Dear Constant Reader,
Today’s review is about one of the other aspects of burlesque.
The Best Burlesque Sketches by Ralph G. Allen (1995).
Lest you think burlesque is all about the stripteasers, this book will introduce you to one of the other major talents in a burlesque show — the comic. It’s a collection of routines that were compiled for the Broadway show Sugar Babies. Many of the sketches are classics, like “The Gazeeka Box” or “Crazy House”. Some are just corny and some are racier than you might expect — the ending to “Meet Me Round the Corner” had to be toned down for the show!
Before my burlesque days, I spent quite some time performing commedia dell’arte in its earliest form. For those who don’t know what I’m talking about, it’s 16th century Italian improvisational comedic theatre. Scratch, who is a recognized authority, teaches a fantastic class on the subject, but I digress. I can clearly see the roots of commedia in these sketches — the stock characters, the vulgarity, the room for improvisation, the physical gags.

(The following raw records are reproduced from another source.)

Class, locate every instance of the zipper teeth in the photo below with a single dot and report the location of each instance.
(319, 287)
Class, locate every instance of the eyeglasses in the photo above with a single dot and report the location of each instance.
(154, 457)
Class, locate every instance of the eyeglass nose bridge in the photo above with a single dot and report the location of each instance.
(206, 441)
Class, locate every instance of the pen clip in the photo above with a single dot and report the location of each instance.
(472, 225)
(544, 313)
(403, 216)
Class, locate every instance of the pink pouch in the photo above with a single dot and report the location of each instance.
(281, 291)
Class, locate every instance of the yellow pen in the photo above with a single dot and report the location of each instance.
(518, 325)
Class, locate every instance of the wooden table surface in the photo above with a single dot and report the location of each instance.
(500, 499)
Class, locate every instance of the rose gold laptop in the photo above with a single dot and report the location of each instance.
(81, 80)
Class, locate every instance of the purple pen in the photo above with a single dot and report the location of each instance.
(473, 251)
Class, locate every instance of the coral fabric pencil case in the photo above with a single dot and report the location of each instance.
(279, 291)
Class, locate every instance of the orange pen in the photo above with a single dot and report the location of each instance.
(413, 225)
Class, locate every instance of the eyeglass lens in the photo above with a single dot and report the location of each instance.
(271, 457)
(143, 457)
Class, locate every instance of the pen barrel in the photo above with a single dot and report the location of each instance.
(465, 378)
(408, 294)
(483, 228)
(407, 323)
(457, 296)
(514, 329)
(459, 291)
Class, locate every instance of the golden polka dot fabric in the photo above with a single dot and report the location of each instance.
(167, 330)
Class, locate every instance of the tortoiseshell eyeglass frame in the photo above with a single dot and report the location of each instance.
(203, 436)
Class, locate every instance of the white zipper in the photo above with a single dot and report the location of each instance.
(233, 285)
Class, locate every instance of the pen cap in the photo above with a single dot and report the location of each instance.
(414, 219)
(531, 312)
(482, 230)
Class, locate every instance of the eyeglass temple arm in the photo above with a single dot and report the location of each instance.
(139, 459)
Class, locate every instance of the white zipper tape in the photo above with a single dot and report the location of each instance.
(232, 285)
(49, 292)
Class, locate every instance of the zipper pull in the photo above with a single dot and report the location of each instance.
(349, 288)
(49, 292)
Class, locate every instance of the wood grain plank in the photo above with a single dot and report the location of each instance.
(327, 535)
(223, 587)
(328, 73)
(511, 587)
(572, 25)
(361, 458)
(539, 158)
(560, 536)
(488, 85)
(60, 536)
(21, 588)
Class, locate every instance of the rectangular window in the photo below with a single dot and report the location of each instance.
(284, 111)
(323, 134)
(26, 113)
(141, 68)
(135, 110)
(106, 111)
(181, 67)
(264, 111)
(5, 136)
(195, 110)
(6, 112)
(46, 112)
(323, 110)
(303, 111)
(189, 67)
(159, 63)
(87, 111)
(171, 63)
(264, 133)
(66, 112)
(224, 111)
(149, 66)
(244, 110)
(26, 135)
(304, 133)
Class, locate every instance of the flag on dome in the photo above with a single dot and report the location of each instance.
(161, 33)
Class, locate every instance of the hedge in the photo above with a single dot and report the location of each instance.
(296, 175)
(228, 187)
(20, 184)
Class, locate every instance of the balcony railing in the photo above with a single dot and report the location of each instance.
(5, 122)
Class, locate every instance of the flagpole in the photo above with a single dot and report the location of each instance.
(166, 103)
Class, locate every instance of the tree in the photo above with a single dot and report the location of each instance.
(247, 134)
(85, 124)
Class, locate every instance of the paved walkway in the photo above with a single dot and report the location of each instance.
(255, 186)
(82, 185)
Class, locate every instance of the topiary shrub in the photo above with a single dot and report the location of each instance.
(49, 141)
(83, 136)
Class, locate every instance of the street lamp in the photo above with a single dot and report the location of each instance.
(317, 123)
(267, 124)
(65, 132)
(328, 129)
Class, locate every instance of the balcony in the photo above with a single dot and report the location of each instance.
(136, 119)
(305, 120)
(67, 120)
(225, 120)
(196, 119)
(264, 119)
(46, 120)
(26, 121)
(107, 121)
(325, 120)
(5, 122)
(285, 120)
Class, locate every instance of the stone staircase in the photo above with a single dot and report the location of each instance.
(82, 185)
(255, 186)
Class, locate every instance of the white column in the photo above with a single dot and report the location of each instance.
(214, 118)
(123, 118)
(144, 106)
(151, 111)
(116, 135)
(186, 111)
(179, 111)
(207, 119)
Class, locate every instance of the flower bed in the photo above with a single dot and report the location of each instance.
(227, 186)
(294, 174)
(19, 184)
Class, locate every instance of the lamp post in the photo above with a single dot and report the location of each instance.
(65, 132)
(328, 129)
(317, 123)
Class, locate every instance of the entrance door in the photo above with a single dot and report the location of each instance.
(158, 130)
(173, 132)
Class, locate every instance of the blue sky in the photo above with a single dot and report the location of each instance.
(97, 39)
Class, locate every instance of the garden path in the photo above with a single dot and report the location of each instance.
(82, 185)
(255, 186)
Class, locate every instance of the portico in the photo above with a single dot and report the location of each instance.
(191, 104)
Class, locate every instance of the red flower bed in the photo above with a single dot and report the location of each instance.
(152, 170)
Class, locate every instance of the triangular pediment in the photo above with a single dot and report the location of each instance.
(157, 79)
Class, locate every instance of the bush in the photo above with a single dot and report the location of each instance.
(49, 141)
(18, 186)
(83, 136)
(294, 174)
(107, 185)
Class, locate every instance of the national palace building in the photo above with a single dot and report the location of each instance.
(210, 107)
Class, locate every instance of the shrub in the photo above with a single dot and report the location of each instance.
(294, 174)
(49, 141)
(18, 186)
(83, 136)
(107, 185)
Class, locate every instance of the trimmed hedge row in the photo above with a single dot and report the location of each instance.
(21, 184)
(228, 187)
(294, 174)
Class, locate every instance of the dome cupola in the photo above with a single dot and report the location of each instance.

Most of the sketches require several men, a challenge if you are part of a troupe that’s mostly women. And much of the humor is dated. Some jokes can be modernized, but some would just have to be presented as a period piece and hope for the best. Even if you don’t plan on doing comedy, it’s worth reading to appreciate the entirety of a burlesque show and the atmosphere in which the dancers were performing.